Hasta que Tomás pidió verla.

Teresa entró convencida de que finalmente la defendería.

Él todavía hablaba despacio.

—Mamá… ¿viniste a verme cuando estaba inconsciente?

Teresa asintió inmediatamente.

—Todos los días.

Tomás miró hacia mí.

—¿Qué preguntó primero?

No respondí.

No hizo falta.

Su expresión cambió.

—La casa —dijo él.

Teresa empezó a llorar.

—Todo lo hice por la familia.

Tomás cerró los ojos.

—Yo también.

Después miró hacia Camila, que coloreaba junto a la ventana.

—Por la mía.

Meses más tarde, cuando Tomás pudo regresar a casa, Elena siguió figurando como propietaria según lo que se había formalizado.

No hubo ninguna transferencia apresurada de vuelta.

Esperamos.

Revisamos todo con abogados.

Y dejamos establecido cómo debía protegerse la vivienda pensando especialmente en Camila.

Mauricio tuvo que afrontar sus propios problemas financieros sin utilizar nuestro hogar como salvavidas.

Teresa dejó de tener acceso a nuestros documentos.

Tomás nunca volvió a prestarle dinero a su hermano.

Una noche, mientras Camila dormía, le pregunté:

—¿Cómo supiste que tu madre intentaría algo?

Tomás permaneció callado.

Después abrió el teléfono y buscó un mensaje antiguo.

Era de Mauricio.

“Mamá dice que si la operación sale mal, al menos podremos resolver lo de la casa.”

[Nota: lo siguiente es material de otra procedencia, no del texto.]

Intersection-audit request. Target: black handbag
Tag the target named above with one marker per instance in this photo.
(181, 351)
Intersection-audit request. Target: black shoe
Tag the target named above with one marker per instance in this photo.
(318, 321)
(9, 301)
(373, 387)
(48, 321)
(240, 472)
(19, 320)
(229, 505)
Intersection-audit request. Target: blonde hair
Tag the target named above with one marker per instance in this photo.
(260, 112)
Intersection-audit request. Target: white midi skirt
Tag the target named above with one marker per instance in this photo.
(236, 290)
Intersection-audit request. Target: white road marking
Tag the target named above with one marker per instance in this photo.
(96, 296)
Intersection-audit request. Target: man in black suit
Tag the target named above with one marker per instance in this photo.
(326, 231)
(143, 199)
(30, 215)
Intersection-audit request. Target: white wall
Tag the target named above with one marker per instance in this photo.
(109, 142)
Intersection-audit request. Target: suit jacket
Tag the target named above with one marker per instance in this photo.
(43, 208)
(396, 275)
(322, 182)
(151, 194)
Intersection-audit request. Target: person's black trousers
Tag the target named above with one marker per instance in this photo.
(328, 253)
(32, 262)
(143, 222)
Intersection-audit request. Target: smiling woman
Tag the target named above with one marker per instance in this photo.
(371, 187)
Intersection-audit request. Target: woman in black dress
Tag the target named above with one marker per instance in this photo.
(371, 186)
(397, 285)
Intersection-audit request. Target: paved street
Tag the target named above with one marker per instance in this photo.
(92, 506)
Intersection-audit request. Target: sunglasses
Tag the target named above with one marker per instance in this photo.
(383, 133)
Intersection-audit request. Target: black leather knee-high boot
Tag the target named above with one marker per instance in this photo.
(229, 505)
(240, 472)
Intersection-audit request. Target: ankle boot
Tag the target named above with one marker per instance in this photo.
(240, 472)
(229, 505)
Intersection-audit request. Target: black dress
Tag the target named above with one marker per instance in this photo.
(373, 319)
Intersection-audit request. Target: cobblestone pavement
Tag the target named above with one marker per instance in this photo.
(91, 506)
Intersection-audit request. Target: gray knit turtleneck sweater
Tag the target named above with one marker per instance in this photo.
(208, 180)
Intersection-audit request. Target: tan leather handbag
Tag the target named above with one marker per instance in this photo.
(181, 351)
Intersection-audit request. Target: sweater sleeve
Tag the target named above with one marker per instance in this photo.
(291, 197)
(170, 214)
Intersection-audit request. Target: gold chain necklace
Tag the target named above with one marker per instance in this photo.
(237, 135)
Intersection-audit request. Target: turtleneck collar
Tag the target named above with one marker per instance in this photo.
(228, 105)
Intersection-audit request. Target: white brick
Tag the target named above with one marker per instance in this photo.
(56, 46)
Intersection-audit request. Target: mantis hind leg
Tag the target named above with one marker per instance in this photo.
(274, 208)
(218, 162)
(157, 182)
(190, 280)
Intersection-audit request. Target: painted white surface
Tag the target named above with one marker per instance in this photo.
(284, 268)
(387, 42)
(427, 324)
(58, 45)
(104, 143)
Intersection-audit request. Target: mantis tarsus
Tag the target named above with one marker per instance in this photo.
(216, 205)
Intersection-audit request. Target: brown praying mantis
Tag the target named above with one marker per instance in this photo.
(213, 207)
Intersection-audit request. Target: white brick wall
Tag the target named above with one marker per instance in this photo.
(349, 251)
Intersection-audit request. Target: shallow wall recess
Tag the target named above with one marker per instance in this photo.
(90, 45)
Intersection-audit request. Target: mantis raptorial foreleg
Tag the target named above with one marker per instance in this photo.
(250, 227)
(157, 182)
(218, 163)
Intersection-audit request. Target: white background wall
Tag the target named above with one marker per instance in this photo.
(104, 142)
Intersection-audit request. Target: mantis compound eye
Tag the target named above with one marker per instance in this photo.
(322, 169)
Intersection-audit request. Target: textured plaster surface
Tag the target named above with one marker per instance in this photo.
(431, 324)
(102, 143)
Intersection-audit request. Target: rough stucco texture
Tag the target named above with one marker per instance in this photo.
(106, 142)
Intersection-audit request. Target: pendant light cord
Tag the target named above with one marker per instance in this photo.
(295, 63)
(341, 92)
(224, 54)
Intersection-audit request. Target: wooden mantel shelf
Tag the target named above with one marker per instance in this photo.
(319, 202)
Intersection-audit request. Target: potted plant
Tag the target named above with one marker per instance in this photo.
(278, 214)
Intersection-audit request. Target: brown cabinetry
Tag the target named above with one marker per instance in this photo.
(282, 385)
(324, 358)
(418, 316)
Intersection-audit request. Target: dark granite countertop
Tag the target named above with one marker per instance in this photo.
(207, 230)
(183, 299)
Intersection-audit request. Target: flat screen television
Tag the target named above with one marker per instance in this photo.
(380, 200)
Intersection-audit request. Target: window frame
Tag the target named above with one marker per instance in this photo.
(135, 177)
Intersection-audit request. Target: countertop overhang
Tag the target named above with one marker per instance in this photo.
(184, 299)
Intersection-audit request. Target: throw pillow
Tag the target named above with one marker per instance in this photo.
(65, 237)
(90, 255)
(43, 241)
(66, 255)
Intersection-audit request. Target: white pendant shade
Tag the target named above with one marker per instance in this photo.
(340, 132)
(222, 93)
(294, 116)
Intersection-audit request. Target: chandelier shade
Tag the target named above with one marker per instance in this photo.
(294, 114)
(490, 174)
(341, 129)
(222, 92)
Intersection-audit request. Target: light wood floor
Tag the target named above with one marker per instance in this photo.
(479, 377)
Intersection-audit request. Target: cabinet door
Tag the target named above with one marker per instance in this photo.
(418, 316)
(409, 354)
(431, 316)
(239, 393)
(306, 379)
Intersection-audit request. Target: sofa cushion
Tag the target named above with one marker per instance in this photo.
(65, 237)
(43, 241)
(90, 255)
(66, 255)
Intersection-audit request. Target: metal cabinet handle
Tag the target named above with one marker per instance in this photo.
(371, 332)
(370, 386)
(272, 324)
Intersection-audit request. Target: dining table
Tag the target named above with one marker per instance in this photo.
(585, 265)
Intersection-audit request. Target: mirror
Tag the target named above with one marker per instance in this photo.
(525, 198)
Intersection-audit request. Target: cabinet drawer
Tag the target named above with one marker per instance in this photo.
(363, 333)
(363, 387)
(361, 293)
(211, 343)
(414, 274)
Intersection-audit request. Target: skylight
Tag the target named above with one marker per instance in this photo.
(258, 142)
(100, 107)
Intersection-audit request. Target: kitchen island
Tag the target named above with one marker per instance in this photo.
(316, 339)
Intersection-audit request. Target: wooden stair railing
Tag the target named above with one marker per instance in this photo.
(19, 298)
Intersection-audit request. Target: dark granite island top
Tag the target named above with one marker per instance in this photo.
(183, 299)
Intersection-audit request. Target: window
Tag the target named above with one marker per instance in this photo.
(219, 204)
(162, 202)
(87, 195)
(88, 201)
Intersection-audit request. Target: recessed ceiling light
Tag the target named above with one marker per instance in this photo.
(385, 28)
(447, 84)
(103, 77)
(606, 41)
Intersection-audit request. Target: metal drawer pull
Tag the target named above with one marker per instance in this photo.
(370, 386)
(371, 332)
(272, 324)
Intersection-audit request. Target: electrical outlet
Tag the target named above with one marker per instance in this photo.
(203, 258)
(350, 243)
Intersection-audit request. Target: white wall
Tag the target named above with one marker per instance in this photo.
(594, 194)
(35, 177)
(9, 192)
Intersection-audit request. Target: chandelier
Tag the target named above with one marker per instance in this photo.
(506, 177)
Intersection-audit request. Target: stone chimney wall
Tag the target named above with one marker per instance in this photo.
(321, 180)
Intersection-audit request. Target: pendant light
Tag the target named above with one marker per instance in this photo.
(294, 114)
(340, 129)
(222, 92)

Había sido enviado la noche anterior a la cirugía.

Sentí frío.

Tomás tomó mi mano.

—Por eso te hice prometerlo.

Entonces comprendí la verdadera razón de aquella cláusula, del notario en el hospital y del sobre preparado antes de entrar al quirófano.

Mi esposo no estaba organizando su herencia porque creyera que iba a morir.

Estaba protegiendo a su esposa y a su hija porque sabía exactamente quién empezaría a repartir su vida antes de comprobar siquiera si volvería a abrir los ojos.